From a club side it was a pity Barry Murray had to retire with a sprained ankle having sat in the front pack early on but with Torben 3rd, Dave Docherty 57th and young Jack Kennedy winning the junior race, it was still a good day for the club for which this race is a Club Road and Trail Championship counter for 2017 as well.

Winter / Spring League

I must say I am impressed by the Winter/Spring League - if you had asked me a few years ago I would probably have voted in favour of abolishing it, as I was one of the people who questioned the need to stretch the associations resources across the year and what the point would be of racing this early in the year. The neighbouring Spring League had also become an irrelevance in terms of numbers and was rightly scrapped. 
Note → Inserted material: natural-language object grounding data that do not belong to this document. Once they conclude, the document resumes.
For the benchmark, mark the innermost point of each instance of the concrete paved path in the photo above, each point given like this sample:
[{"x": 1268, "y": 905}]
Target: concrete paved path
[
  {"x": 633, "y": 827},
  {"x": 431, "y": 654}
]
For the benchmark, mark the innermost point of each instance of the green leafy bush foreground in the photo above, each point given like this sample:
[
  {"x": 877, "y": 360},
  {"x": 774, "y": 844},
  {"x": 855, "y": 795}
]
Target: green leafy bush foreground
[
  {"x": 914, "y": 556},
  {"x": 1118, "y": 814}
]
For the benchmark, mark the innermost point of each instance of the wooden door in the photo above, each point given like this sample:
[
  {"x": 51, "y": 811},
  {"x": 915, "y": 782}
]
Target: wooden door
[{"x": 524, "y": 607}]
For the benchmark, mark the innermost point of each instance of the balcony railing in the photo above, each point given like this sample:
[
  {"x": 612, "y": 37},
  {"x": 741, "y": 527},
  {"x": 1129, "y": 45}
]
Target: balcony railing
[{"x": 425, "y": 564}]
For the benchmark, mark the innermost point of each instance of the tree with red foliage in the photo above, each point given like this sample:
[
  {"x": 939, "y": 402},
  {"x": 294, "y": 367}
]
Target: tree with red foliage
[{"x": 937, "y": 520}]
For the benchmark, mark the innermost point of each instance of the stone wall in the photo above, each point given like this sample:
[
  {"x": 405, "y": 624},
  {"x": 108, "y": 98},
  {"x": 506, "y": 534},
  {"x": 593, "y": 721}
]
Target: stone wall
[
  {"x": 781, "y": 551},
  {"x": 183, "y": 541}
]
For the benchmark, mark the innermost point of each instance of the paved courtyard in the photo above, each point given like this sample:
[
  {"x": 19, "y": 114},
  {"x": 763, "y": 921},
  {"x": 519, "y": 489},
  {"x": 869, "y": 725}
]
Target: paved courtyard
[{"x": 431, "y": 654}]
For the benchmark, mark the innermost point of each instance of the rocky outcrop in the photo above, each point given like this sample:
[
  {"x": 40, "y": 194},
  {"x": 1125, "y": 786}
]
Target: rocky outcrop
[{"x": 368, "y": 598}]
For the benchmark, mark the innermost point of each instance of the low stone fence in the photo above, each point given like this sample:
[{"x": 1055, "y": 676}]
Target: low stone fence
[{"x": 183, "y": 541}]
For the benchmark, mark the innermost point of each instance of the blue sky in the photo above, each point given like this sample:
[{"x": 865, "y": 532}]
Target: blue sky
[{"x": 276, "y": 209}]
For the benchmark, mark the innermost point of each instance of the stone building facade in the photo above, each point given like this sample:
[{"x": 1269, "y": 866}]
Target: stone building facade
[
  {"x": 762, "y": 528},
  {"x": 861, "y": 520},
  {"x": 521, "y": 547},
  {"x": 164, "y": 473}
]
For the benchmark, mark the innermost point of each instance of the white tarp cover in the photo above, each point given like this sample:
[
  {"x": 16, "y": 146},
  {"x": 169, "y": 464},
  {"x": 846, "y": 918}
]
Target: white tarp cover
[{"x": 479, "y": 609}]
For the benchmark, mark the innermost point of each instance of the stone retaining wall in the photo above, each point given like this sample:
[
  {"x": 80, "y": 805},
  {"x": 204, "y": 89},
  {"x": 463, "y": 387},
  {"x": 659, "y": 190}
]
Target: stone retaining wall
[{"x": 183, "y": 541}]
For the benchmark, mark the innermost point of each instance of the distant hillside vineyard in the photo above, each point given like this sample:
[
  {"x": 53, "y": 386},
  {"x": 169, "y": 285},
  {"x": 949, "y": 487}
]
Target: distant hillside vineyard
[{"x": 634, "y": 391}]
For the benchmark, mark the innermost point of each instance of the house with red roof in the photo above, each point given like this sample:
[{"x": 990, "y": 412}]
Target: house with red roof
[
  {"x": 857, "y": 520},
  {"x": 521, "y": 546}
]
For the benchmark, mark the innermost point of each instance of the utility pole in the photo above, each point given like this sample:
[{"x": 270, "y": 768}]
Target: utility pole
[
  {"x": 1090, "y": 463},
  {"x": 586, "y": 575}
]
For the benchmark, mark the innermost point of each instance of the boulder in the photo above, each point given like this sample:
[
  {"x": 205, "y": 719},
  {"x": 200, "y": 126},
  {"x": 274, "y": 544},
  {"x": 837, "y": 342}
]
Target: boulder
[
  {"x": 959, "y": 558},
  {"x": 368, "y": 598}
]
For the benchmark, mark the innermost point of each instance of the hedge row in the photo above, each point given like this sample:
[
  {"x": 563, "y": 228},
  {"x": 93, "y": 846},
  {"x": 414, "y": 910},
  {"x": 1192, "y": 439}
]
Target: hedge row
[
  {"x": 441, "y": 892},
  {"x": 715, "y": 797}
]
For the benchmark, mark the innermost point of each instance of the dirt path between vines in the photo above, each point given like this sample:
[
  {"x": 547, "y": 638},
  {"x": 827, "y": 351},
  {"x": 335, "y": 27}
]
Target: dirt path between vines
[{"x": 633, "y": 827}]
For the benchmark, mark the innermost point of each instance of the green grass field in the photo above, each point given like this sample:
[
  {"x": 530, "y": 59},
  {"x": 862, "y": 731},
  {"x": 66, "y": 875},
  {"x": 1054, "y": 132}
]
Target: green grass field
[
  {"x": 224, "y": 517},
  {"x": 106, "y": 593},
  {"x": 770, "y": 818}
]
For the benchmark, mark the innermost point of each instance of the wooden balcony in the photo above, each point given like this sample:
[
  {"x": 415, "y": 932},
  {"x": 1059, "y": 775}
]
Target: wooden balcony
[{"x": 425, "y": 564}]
However, the new format provides for a more well-attended contest and a counter-point in the season for the Leinster League which is groaning and creaking underneath the weight of its own numbers. Having the two leagues closing in on parity gives hill runners a chance to decide whether they will run hills in winter, in summer or both. If someone has designs on other racing on cross-country, track and roads, they now have the flexibility to choose either/or without losing out on a longer league challenge. The standard in the Leinster League remains higher than in the Winter / Spring League but this may change in time. The league format itself does pose a challenge to elites and aspiring elites for whom the schedule invites over-racing if they are to be also gunning for major championships and national-level races but the leagues are not primarily a vehicle for the elite but for the fun and participation of the mass membership. The mass membership do not periodise and racing is done year-round as a 'reward' for the regular training - this means the IMRA calendar must support some level of racing for most of the year (but the existing three month period with few races is still wise to give everyone a breather). Elites can prioritise - as some had to do with the National Cross-Country Championships being on the same day - hill runners did well there with Ian Conroy in 4th, Des Kennedy 13th, Tom Blackurn 54th and Jason Kehoe 67th

(few errors to be worked out - Ben Brennan in 8th ran the junior course, Catherine Devitt- 2nd woman - not listed yet. Etc.)